The last time tariffs surged like this, we got the Great Depression.
Now Trump’s launching the biggest wave of tariffs since Smoot-Hawley—but in a hyper-globalized world.
It's an total economic reset.
And it could hit harder than 1930 🧵👇
Trump’s new tariffs go beyond “negotiation tactics.”
They’re policy now.
A 10% blanket rate was just the beginning.
Vietnam, Cambodia, and others got hit with rates as high as 49%.
Markets cracked as the illusion of short-term posturing faded.
In 1930, Smoot-Hawley raised tariffs to 60%.
World trade collapsed. The Depression deepened.
Today’s tariffs may look smaller.
But the economic impact could be much worse—because supply chains are tightly wired and trade makes up 25%+ of U.S. GDP.
Smoot-Hawley turned a severe recession into a global depression by triggering a cascade of protectionism.
The Great Depression officially began with the stock market crash in October 1929.
Smoot-Hawley was signed into law in June 1930, after the downturn had already begun.
It raised U.S. tariffs on over 20,000 imported goods—some by more than 40%.
Dozens of countries retaliated with their own tariffs, leading to a collapse in global trade.
Impact:
• U.S. exports fell by over 60% between 1929 and 1933.
• Global trade shrank dramatically.
• Farmers and industrial exporters in the U.S. were crushed.

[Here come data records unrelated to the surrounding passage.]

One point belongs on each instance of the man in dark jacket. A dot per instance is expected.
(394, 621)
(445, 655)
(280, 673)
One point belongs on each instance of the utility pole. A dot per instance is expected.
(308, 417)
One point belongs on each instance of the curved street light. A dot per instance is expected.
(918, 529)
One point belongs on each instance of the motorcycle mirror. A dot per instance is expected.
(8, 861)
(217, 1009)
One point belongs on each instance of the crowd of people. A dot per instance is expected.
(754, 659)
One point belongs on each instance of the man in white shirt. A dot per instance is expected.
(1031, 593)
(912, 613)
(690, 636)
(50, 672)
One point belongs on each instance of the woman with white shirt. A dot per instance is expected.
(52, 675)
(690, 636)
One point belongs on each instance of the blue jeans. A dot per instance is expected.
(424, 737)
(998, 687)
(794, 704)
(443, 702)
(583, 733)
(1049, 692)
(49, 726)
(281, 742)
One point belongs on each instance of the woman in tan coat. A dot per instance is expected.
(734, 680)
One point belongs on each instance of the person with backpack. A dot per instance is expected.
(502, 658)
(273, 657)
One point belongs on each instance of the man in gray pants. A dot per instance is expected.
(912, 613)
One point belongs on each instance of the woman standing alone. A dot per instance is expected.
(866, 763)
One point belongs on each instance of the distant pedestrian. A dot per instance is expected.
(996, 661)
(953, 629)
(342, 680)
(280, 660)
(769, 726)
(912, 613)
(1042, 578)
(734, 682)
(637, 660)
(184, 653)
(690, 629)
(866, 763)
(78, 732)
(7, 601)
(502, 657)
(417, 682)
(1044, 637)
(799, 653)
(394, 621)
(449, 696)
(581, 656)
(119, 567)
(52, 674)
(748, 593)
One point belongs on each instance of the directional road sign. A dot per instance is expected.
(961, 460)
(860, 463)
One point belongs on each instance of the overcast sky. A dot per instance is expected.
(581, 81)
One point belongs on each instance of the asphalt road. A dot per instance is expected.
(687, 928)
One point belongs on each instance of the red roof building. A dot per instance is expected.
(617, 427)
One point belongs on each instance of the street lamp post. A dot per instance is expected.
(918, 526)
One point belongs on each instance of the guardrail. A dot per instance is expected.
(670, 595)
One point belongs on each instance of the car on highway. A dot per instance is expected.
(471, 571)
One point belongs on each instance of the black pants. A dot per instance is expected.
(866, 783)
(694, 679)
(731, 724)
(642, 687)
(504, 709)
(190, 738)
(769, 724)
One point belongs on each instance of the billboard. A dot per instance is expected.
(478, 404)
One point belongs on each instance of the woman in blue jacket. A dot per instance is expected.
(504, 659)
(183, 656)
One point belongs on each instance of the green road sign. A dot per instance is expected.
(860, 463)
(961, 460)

• Economic nationalism surged worldwide, further isolating economies.
🔻 Smoot-Hawley (1930):
• Average tariff rate: raised from ~38% to ~60% on certain imports.
• Applied to 20,000+ products, mostly agriculture and light industry.
• U.S. trade made up 5% of GDP at the time.
• Global supply chains barely existed.
• Retaliation came from 25+ countries, collapsing world trade.
🔺 Trump’s 2025 Tariff Plan:
• Blanket 10% tariffs on all imports, with 54%+ on key countries like Vietnam, Cambodia, China.
• Today, trade is ~25% of U.S. GDP.
• Global supply chains are deeply integrated (semiconductors, autos, energy).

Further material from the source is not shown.